If you love being outdoors, there's no need to limit your enjoyment, even if your hike might be a little long for a preschooler. A short hike or walk around a rose garden for you can seem like miles to a preschooler, as his little legs can only carry him so far. Even if he starts off walking with you, he may quickly tire out and you’ll probably have to pick him up and carry him home. Using a sling will allow you to put your preschooler on your hip or back, and continue your outdoor adventures without missing a beat. When you're done, simply put the sling, pouch or carrier in a backpack or purse, and off you go.

There's a saying that says babies start out small, and get larger, so that parents can develop the muscles, strength and stamina to pick them up, and put them down, and pick them up, and put them down again. The up and down movements required to lift a preschooler can take a toll on your back. Using a baby carrier reduces the strain on your back by limiting the number of number of times you have to bend down to pick your child up, especially at attractions such as zoos, aquariums, or other places where railings obstruct the view if you're under four feet tall.
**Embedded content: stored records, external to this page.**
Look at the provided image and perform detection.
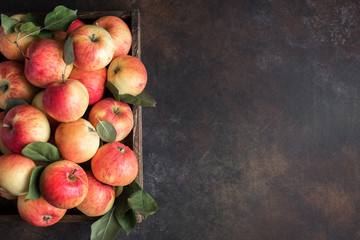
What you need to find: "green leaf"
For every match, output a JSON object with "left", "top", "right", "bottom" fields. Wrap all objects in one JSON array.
[
  {"left": 116, "top": 209, "right": 137, "bottom": 235},
  {"left": 128, "top": 190, "right": 159, "bottom": 217},
  {"left": 5, "top": 98, "right": 29, "bottom": 114},
  {"left": 91, "top": 206, "right": 121, "bottom": 240},
  {"left": 20, "top": 22, "right": 40, "bottom": 35},
  {"left": 1, "top": 14, "right": 19, "bottom": 35},
  {"left": 63, "top": 37, "right": 75, "bottom": 65},
  {"left": 25, "top": 166, "right": 45, "bottom": 200},
  {"left": 96, "top": 121, "right": 117, "bottom": 143},
  {"left": 105, "top": 81, "right": 156, "bottom": 107},
  {"left": 44, "top": 5, "right": 77, "bottom": 32},
  {"left": 21, "top": 142, "right": 60, "bottom": 162}
]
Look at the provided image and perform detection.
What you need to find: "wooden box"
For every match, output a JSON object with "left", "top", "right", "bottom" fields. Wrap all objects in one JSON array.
[{"left": 0, "top": 10, "right": 143, "bottom": 222}]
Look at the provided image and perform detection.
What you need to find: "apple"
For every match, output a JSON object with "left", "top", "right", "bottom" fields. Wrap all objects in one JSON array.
[
  {"left": 43, "top": 79, "right": 89, "bottom": 122},
  {"left": 0, "top": 61, "right": 38, "bottom": 109},
  {"left": 1, "top": 105, "right": 50, "bottom": 153},
  {"left": 77, "top": 170, "right": 115, "bottom": 217},
  {"left": 0, "top": 153, "right": 35, "bottom": 199},
  {"left": 0, "top": 112, "right": 12, "bottom": 154},
  {"left": 89, "top": 98, "right": 134, "bottom": 141},
  {"left": 39, "top": 160, "right": 88, "bottom": 209},
  {"left": 25, "top": 39, "right": 73, "bottom": 88},
  {"left": 66, "top": 19, "right": 85, "bottom": 33},
  {"left": 69, "top": 67, "right": 106, "bottom": 105},
  {"left": 55, "top": 118, "right": 100, "bottom": 163},
  {"left": 17, "top": 195, "right": 67, "bottom": 227},
  {"left": 70, "top": 25, "right": 114, "bottom": 71},
  {"left": 94, "top": 16, "right": 132, "bottom": 59},
  {"left": 31, "top": 90, "right": 60, "bottom": 133},
  {"left": 107, "top": 55, "right": 147, "bottom": 96},
  {"left": 91, "top": 142, "right": 138, "bottom": 186}
]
Preschool, classrooms, church programs, camps, playgroups, and childhood friendly gatherings, bring with them a variety of childhood illnesses, flu bugs, and bumps and bruises. Usually the best way to make a preschooler who is not feeling well or has had a traumatic experience (like falling out of a tree, off the bike, or simply got up on the wrong side of the bed) is to offer one-on-one snuggle time. Preschoolers really need the security they feel when cuddled and reassured by the people that love them. The advantage of a sling or baby carrier is you can still provide snuggle time, but without straining your back and shoulders, and keeping your hands free. This is very helpful if a trip to the doctor, clinic, or hospital is in the schedule for the day.

Almost all baby slings, wraps, pouches, and carriers have been safety-tested for up to 35 lbs. Some have been tested up to 45 lbs. or above, but you should always check with the manufacturer's recommendations when carrying larger children. While it is important to check your carrier every time you use it, regardless of your little's age for rips, tears, or signs of damage (including any rings, buckles, seams, and the material itself), this becomes even more important with preschoolers - you don't use the sling as much, so there might be snags and tears or other damage which occurred when your sling was in storage. A popped seam, small tear, or damaged clip can quickly become a problem when strained with 35 lbs. of active preschooler.